In a subsequent scene, a student tries to obtain an extension on the essay, due to the death of her grandmother. Dr. Bearing replies:
VIVIAN: Do what you will, but the paper is due when it is due.
Yet, as Dr. Bearing revisits her past, she realizes she should have offered more "human kindness" to her students. Kindness is something Dr. Bearing will come to desperately crave as the play continues. Why? She is dying of advanced ovarian cancer.
Despite her insensitivity, there is a sort of heroism at the heart of the protagonist. This is evident in the first five minutes of the play. Dr. Harvey Kelekian, an oncologist and leading research scientist, informs Dr. Bearing that she has a terminal case of ovarian cancer. Dr. Kelekian's bedside manner, by the way, matches the same clinical nature of Dr. Bearing. With his recommendation, she decides to pursue an experimental treatment, one that won't save her life, but one that will further scientific knowledge. Propelled by her innate love of knowledge, she is determined to accept a painfully large dosage of chemotherapy.
While Vivian battles cancer both physically and mentally, the poems of John Donne now take on new meaning. The poems references to life, death and God are seen by the professor in a stark yet enlightening perspective.
During the latter half of the play, Dr. Bearing begins to shift away from her cold, calculating ways. Having reviewed key events (not to mention mundane moments) in her life, she becomes less like the matter-of-fact scientists who study her and more like the compassionate Nurse Susie who befriends her.
In the final stages of her cancer, Vivian Bearing "bears" incredible amounts of pain and nausea. She and the nurse share a popsicle and discuss palliative care issues. The nurse also calls her sweetheart, something Dr. Bearing never would have allowed in the past. After nurse Susie leaves, Vivian Bearing speaks to the audience:
VIVIAN: Popsicles? "Sweetheart?" I can't believe my life has become so. . . corny. But it can't be helped.
Later on in her monologue, she explains:
VIVIAN: Now is not the time for verbal swordplay, for unlikely flights of imagination and wildly shifting perspectives, for metaphysical conceit, for wit. And nothing would be worse than a detailed scholarly analysis. Erudition. Interpretation. Complication. Now is the time for simplicity. Now is the time for, dare I say it, kindness.
There are limitations to academic pursuits. There is a place - a highly important place - for warmth and kindness.
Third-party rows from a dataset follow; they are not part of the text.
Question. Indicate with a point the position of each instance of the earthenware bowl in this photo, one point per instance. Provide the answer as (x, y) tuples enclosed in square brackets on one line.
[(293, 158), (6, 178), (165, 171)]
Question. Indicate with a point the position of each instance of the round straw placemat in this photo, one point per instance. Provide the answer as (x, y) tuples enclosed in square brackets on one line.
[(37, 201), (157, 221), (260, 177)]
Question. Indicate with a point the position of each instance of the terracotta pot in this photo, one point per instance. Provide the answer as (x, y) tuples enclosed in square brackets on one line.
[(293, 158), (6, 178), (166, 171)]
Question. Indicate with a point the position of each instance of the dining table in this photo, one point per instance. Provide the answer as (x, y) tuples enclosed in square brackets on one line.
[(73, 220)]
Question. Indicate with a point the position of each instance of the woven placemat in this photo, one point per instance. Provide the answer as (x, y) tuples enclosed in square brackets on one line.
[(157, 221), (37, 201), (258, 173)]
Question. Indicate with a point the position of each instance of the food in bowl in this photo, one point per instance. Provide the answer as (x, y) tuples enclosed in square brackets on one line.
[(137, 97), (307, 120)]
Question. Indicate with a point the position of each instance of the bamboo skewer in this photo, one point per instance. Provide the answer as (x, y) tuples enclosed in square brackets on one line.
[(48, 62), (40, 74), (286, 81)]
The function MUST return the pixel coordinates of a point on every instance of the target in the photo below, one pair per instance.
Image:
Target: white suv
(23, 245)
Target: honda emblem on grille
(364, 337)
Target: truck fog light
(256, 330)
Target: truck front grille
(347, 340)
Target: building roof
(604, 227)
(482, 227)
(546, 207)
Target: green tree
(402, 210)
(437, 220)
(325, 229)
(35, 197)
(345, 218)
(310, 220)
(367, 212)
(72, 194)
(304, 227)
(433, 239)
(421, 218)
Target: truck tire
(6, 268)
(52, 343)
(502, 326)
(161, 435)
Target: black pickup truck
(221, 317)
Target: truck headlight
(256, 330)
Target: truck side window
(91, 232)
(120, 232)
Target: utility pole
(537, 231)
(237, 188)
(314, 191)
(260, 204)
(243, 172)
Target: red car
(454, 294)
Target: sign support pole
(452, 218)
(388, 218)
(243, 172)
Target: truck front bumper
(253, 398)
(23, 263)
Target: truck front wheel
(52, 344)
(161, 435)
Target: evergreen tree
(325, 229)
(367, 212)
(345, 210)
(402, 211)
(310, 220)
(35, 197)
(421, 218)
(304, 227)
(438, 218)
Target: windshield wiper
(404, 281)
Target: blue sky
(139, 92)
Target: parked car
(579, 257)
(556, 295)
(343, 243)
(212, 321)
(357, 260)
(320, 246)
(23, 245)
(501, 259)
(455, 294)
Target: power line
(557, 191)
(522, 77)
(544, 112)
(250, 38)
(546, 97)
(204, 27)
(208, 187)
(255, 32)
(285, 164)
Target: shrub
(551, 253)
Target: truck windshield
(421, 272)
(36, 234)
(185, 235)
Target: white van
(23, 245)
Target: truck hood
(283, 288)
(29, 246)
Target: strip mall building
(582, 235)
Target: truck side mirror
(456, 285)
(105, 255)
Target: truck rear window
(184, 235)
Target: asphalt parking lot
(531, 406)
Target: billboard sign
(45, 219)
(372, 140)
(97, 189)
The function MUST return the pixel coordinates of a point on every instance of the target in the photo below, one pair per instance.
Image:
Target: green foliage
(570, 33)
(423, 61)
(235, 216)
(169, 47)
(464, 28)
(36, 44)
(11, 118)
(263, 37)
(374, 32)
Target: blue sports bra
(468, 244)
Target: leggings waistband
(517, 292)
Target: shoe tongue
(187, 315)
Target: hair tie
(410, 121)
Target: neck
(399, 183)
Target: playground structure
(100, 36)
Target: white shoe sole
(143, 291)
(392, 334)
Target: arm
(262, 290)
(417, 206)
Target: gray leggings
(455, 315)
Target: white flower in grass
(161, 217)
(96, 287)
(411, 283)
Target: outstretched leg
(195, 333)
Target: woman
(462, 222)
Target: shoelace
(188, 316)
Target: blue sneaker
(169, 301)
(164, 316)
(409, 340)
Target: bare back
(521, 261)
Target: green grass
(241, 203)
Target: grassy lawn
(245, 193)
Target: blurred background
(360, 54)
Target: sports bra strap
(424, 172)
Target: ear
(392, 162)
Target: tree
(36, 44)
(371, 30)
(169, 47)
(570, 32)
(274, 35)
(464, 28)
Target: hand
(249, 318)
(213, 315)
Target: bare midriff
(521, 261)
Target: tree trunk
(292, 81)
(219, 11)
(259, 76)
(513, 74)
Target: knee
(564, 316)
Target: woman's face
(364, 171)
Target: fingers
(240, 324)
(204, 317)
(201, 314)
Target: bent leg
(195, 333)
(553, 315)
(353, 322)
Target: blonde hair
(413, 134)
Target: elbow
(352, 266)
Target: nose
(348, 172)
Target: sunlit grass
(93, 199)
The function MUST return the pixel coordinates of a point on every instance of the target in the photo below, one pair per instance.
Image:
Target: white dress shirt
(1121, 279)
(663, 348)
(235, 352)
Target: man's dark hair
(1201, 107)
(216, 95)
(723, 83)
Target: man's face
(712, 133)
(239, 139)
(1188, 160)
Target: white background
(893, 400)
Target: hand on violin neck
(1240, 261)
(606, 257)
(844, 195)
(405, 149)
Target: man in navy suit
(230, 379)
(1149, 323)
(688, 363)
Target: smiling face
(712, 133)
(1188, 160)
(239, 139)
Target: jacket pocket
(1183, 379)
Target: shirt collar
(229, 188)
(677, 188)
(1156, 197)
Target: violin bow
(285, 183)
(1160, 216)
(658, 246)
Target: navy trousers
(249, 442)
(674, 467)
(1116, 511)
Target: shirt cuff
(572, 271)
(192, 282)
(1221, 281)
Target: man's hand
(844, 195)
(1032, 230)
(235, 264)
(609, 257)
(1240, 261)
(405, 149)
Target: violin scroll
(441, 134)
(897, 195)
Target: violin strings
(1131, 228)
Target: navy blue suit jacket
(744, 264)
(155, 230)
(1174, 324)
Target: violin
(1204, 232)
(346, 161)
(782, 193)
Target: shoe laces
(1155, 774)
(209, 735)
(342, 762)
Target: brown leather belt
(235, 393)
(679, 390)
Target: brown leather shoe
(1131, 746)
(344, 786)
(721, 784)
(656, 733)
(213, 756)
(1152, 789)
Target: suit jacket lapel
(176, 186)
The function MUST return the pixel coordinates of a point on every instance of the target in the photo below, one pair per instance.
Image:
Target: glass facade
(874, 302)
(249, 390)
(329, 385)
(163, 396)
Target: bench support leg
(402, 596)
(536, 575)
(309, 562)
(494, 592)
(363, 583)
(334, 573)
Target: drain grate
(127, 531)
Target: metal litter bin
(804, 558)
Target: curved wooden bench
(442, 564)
This is exemplified in the last ten minutes of the play when, before Dr. Bearing passes away, she is visited by her former professor and mentor, E. M. Ashford. The 80 year old woman sits beside the Dr. Bearing. She holds her; she asks Dr. Bearing if she'd like to hear some poetry by John Donne. Although only semi-conscious, Dr. Bearing moans "Noooo." She does not want to listen to a Holy Sonnet.
So instead, in the play's most simplistic and touching scene, Prof. Ashford reads a children's book, the sweet and poignant The Runaway Bunny by Margaret Wise Brown. As she reads, Ashford realizes that the picture book is:
ASHFORD: A little allegory of the soul. No matter where it hides. God will find it.
Philosophical or Sentimental?
Now that I think of it, I did have a tough-as-nails college professor, way back in the late 1990s when Margaret Edson's Wit was making its west coast premiere.
This English professor, whose specialty was bibliographic studies, often intimidated his students with his cold, calculating brilliance. When he saw Wit in Los Angeles, he gave it a fairly negative review. He argued that the first half was captivating but that the second half was disappointing. He was not impressed by Dr. Bearing's change of heart. He believed that the message of kindness over intellectualism was all too common in modern-day stories, so much so that its impact is minimal at best.
On the one hand, my old professor is right. The theme of Wit is common. The vitality and importance of love is found in countless plays, poems, and greeting cards. But for some of us, it's a theme that never gets old for us romantics. As much fun as I might have with intellectual debates, I'd rather have a hug.